There’s a reason youngsters spend hours outside, chucking free throws and practicing their jump shots, counting down “3-2-1″ in their heads before launching a desperation shot. It’s not for the glory, or for the love of the game, or even the massive amount of ladies associated with such a career. It’s for the perks, and they are legion. But as this story by the TORONTO STAR attests, no matter how much bling a player receives, they’ll always remember how horrible their lives used to be.
(Roko Ukic still can’t get over the size of his suite)
The report, previewing tonight’s Raptors-Lakers tilt, is kind of hilarious in a “Crocodile Dundee 2″ kind of way. It tells the story of these hick backwoods Raptors players coming into the Los Angeles metropolis and becoming amazing by this high-fallutin’ city life, what with these auto-mobiles moving around and the electricities.

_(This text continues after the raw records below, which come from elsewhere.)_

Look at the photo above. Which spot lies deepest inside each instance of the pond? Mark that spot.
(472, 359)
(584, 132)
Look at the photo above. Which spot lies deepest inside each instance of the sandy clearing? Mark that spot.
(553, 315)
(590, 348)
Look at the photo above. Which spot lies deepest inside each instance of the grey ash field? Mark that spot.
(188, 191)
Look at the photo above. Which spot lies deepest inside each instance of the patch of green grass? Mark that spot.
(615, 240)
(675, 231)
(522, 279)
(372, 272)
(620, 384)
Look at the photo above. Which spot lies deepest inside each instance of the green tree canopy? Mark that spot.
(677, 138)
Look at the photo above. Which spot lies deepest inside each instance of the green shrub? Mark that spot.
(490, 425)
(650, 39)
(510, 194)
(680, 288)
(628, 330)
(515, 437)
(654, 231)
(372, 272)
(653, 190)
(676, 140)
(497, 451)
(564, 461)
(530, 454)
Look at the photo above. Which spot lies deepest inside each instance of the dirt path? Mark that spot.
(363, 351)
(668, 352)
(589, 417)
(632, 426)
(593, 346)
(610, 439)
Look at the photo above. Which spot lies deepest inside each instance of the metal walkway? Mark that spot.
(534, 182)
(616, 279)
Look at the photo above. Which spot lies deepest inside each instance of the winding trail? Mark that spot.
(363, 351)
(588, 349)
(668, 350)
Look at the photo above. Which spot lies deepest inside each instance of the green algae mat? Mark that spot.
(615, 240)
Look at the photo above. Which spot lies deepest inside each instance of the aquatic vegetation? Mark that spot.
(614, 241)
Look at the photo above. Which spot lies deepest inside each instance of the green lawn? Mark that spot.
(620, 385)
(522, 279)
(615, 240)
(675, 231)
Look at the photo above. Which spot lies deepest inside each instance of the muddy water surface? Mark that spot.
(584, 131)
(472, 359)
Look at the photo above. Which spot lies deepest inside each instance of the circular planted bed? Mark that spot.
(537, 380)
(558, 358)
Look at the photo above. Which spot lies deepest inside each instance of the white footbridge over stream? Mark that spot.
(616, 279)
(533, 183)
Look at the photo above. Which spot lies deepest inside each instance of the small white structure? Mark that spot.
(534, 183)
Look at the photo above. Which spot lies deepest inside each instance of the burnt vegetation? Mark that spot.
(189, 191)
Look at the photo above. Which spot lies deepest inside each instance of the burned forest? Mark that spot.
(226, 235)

But NBA-style luxury is relatively new to a handful of Raptors. For Roko Ukic, the 23-year-old rookie who honed his game in Croatia’s lower-pro rungs, life wasn’t always thus.
“We stayed in some bad places. It just was terrible, terrible. You cannot imagine,” Ukic was saying last month. “No TV. Cockroaches. No curtains on the windows, so you wake up at 5 a.m. …”
Come to think about it, that doesn’t sound awful as much as it sounds like “ordinary life in our neck of the woods”. At least, it doesn’t sound like much compared to this horror story from Israel:
Anthony Parker, the Raptors shooting guard who grew up in the Chicago area but made his name in the Israeli league, shakes his head at the memory.
“Most of the beds were single beds, small single beds,” said Parker. “And you come into the room and they’re separated by, like, three inches. All the American guys would slide their beds to the opposite ends of the room.”
Ahh yes. Good old fashioned American homophobia. The article is really worth checking out, if only because it allows you to see the humanity of these NBA players. Never again will you be jealous of the constant perks they receive. Because, my friends, they’ve certainly earned it.